Near-record lows sweep through the Berkshire region
Near-record temperatures locked the Berkshires in an icy full nelson Saturday night and Sunday morning, but caused only a few problems countywide.
The most serious involved two male hikers from the Northampton area who scaled Mount Greylock Saturday night, only to find it too cold to hike down.
At 2:45 a.m., the Berkshire County Sheriff's Dept. got a 911 call from them, which they passed on to state and local police.
The two were found in an unheated storage hut atop the mountain, which may have saved them from the worst of the weather.
"They were incredibly ill-prepared," noted North Adams Police Dept. Sgt. James Burdick.
The men were finally brought down the mountain by 8 p.m., according to state police. Their names were not available, but state police said they were unharmed.
Burdick said the Department of Conservation and Recreation used a Snowcat vehicle from the Clarksburg State Forest garage to rescue the two men. The vehicle has a heated cab.
For much of Saturday night and Sunday morning, temperatures were well south of zero throughout Berkshire County, according to the National Weather Service.
The weather got coldest in the early morning hours of Sunday, with temperatures, which were estimated on Friday to be in the minus-5 to minus-10 degree range, dropping far below that.
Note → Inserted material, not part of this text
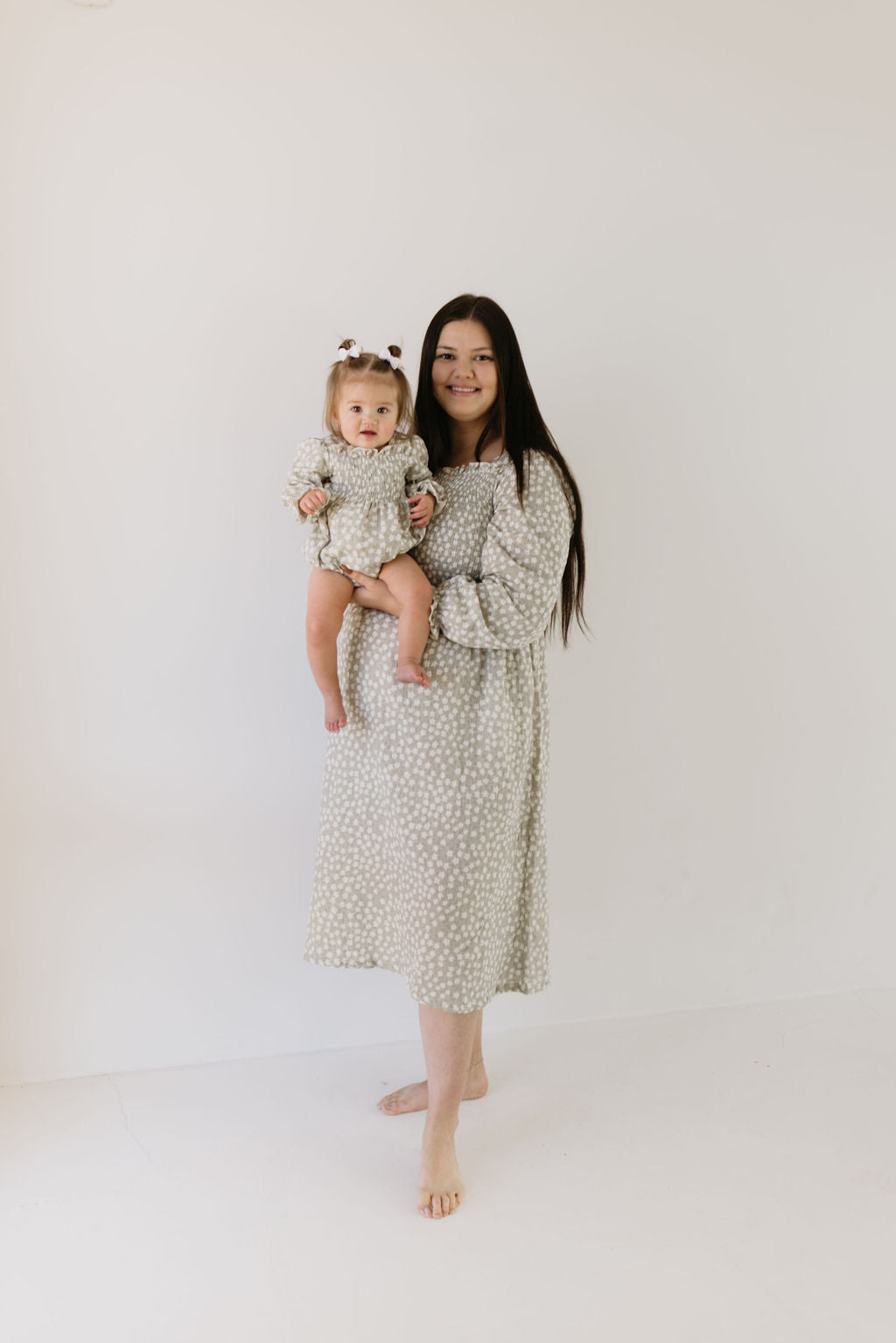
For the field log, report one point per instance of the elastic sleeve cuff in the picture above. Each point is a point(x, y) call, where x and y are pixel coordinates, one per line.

The towns of Adams and Windsor recorded lows of minus 21, with Otis and Great Barrington reporting minus 15 and Egremont minus 16.
Pittsfield Municipal Airport recorded a temperature of minus 19. The record for the coldest Feb. 14 ever was minus 20 in 1943.
This being the Berkshires, temperatures are expected to vault above freezing by Tuesday.
But there will be precipitation — light snow is expected Monday night, with anywhere from one to three inches forecast. As the weather warms, according to the NWS, the snow will turn over to sleet and freezing rain turning to just rain into Tuesday morning. Temperatures are expected to rise into the mid-40s on Tuesday.
Also in North Adams, police reported water lines on the Williamstown-North Adams town lines were frozen Sunday morning, while several private residences also had frozen pipe issues.
Burdick said the fire department or DPW workers were called out about 10 times total on Saturday night and Sunday morning.
"They've been fairly busy for a few hours," he said.
The Cumberland Farms on Curran Highway was closed briefly when the heating system malfunctioned because of the cold — it reopened by early afternoon, said Burdick.
In Pittsfield, the Stop and Shop on Dan Fox Drive was closed briefly to clean up after pipes burst in the store.
Tenants in the apartments at Rose Manor on Elberon Drive were without heat for several hours. A woman for the Pittsfield Housing Authority's answering service did not have details, but said calls have been coming in regularly for several hours. The PHAs maintenance crews, she said, "have been out."
The facility has 152 elderly apartments.
In Great Barrington, the bitter cold set off several fire alarms, but there were no issues with frozen pipes.
"Some of the buildings are so old, that when it gets this cold, the foundations shift slightly, and some the alarms are sensitive enough to pick that up," said Great Barrington police officer James Bragdon. "We had several alarms, but no problem."